This just in
Apparently, some in the Senate think that violating the fifth amendment may be a slight cause for alarm:
The chairman of the Senate Foreign Relations Committee on Sunday dismissed as “a bad idea” a reported U.S. government plan to keep some suspected terrorists in custody for their lifetime, even if there was not enough evidence to bring them before a judge.
Both Sen. Richard G. Lugar (R-Ind.), the Foreign Relations Committee chairman, and Sen. Carl Levin of Michigan, the top Democrat on the Senate Armed Services Committee, suggested that the proposal, reported in Sunday’s Washington Post, was unconstitutional.
“There must be some modicum, some semblance of due process … if you’re going to detain people, whether it’s for life or whether it’s for years,” Levin said on “Fox News Sunday.”
Do you think?
January 4th, 2005 at 12:06 pm
The incentive to take prisoners is being drastically reduced.
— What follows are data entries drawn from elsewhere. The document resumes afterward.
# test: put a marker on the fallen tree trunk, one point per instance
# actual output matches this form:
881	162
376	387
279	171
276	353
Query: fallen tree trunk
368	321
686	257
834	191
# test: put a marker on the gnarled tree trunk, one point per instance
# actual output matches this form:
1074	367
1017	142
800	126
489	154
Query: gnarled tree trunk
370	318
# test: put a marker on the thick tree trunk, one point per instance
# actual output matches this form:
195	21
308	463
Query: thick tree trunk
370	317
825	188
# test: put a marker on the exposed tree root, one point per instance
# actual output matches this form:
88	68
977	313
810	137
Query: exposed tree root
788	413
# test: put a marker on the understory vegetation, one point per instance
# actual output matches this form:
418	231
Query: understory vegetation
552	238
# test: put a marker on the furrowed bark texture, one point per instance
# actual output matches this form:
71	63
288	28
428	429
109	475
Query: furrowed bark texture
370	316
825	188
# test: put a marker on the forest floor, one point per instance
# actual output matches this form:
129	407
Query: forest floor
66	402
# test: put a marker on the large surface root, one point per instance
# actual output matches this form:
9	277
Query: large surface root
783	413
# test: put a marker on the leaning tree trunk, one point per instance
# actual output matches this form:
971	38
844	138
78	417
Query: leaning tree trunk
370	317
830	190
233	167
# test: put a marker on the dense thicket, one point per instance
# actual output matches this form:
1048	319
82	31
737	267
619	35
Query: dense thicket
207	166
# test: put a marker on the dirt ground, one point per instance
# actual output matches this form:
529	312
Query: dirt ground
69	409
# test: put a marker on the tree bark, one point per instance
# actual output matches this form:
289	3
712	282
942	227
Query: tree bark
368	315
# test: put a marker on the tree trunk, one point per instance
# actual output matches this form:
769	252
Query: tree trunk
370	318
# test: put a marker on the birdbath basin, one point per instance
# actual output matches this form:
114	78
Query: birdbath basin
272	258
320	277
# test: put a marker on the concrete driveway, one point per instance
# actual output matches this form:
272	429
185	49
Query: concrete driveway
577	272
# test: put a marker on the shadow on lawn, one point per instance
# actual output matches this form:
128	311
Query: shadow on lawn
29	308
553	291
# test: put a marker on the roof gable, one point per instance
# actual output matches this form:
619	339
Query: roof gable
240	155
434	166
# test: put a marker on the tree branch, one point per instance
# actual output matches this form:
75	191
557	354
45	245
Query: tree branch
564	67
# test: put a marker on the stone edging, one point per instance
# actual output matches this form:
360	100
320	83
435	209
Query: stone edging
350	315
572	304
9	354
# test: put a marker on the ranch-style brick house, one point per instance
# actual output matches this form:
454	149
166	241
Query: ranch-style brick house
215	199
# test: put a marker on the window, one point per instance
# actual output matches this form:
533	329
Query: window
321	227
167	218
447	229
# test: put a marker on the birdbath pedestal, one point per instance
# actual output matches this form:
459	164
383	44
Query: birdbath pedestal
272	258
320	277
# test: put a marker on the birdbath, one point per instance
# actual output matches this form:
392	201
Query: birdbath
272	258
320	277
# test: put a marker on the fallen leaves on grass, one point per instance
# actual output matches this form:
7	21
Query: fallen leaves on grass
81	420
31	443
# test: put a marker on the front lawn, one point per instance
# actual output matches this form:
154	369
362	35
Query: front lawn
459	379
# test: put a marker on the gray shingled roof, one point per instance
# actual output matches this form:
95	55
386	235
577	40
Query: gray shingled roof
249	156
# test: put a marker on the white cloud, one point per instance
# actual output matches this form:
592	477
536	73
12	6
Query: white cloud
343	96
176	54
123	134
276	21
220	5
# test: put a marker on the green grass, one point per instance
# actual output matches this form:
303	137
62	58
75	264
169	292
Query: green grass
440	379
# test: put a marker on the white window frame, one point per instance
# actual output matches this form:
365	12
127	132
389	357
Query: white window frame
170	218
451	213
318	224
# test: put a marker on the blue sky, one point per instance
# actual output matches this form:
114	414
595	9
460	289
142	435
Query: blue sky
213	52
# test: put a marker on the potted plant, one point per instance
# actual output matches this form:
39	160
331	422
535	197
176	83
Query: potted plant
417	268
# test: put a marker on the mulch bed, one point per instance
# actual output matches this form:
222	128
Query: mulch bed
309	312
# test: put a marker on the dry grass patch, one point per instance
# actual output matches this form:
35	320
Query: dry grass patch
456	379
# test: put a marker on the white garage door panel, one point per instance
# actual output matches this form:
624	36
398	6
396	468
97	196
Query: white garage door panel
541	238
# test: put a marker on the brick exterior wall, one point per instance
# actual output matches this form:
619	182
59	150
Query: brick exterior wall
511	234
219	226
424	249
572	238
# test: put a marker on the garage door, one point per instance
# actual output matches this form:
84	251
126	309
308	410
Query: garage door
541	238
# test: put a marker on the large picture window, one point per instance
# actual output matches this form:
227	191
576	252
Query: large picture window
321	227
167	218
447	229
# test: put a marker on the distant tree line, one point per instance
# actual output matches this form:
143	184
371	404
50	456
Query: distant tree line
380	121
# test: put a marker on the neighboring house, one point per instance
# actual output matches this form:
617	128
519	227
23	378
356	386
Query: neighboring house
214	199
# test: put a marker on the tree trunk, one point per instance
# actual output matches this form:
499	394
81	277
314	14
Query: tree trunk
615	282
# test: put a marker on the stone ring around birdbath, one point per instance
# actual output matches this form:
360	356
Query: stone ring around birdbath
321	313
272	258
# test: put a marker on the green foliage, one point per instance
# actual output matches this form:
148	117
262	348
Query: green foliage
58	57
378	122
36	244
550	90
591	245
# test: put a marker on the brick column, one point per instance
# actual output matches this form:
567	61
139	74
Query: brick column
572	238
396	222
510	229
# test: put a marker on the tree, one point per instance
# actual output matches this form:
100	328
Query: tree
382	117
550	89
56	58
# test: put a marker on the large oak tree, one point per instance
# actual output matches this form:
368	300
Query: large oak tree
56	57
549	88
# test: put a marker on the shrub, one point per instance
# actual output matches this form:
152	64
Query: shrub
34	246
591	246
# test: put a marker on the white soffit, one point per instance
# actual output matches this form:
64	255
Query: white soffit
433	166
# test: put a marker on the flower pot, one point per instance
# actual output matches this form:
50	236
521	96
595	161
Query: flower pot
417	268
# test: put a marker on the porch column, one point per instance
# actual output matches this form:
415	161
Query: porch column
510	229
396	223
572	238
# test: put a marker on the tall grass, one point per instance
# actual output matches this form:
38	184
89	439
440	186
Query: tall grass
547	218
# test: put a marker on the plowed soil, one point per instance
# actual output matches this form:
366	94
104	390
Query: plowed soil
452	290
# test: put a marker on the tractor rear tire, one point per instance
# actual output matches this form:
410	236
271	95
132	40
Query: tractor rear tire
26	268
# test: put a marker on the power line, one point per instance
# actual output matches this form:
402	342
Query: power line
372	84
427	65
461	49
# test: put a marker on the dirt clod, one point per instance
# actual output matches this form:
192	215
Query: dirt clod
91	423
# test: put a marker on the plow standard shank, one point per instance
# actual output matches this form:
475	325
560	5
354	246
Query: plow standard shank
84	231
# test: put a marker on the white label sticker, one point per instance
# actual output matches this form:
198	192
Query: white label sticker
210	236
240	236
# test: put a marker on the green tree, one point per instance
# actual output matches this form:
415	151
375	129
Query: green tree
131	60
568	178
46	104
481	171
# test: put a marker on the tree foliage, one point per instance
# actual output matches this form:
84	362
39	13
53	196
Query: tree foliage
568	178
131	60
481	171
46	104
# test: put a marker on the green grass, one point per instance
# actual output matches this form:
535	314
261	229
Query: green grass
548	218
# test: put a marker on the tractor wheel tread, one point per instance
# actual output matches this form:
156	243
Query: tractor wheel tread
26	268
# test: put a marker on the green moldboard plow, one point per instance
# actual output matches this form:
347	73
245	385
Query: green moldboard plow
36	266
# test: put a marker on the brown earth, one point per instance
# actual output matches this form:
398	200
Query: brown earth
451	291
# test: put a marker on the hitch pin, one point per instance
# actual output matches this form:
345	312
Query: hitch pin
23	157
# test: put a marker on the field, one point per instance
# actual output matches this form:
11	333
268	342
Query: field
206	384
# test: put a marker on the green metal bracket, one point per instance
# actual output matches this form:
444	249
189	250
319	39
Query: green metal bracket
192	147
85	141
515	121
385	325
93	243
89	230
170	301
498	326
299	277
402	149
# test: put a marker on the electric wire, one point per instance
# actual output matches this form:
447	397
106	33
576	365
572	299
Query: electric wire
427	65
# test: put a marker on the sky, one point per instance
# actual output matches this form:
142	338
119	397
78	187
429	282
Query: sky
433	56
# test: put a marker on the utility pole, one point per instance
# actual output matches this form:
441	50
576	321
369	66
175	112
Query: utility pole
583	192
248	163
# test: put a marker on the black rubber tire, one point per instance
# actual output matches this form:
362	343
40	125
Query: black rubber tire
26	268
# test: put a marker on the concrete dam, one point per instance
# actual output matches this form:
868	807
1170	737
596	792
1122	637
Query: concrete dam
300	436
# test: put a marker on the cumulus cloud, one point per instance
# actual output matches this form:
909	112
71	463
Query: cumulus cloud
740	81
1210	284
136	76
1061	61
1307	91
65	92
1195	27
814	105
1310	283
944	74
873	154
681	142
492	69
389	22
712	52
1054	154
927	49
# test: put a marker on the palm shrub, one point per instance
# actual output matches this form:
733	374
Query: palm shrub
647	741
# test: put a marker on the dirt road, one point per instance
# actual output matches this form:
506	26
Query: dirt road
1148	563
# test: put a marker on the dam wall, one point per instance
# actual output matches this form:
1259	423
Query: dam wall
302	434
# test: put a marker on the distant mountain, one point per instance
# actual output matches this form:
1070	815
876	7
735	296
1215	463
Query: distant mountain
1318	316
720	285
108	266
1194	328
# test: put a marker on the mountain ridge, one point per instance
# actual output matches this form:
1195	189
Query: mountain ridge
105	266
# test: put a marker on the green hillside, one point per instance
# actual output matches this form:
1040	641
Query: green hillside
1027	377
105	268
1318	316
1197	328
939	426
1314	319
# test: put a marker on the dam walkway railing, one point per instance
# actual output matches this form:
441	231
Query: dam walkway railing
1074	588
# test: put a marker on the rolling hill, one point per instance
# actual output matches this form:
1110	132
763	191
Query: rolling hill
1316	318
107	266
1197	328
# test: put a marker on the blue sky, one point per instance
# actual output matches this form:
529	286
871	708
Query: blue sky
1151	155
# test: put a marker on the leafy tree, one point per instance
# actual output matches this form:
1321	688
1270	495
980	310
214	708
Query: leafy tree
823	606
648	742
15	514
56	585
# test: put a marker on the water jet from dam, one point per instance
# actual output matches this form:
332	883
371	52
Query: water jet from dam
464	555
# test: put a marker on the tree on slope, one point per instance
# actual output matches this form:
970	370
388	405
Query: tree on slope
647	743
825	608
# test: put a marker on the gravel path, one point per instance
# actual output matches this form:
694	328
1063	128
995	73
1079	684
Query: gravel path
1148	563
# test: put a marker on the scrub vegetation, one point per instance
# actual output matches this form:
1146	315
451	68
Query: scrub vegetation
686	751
January 4th, 2005 at 12:08 pm
If thwy are “illegal combatants” then they have no protection under any law.
January 4th, 2005 at 12:18 pm
And who is it that determines who is an “illegal combatant”?
January 4th, 2005 at 12:28 pm
Brian, that would be the capturing power.
Piece out.
January 4th, 2005 at 1:18 pm
Capturing power and geneva conventions (under which terrorists and illegal combatants have no protection).
It would be perfectly legal just to shoot the captured terrorists without trial. That we don’t is a sign of our mercy, not of their rights.
January 4th, 2005 at 5:01 pm
Even if we treat them as EPWs, we are allowed to detain them until the cessation of hostilities.
And how exactly do you define that in the current war?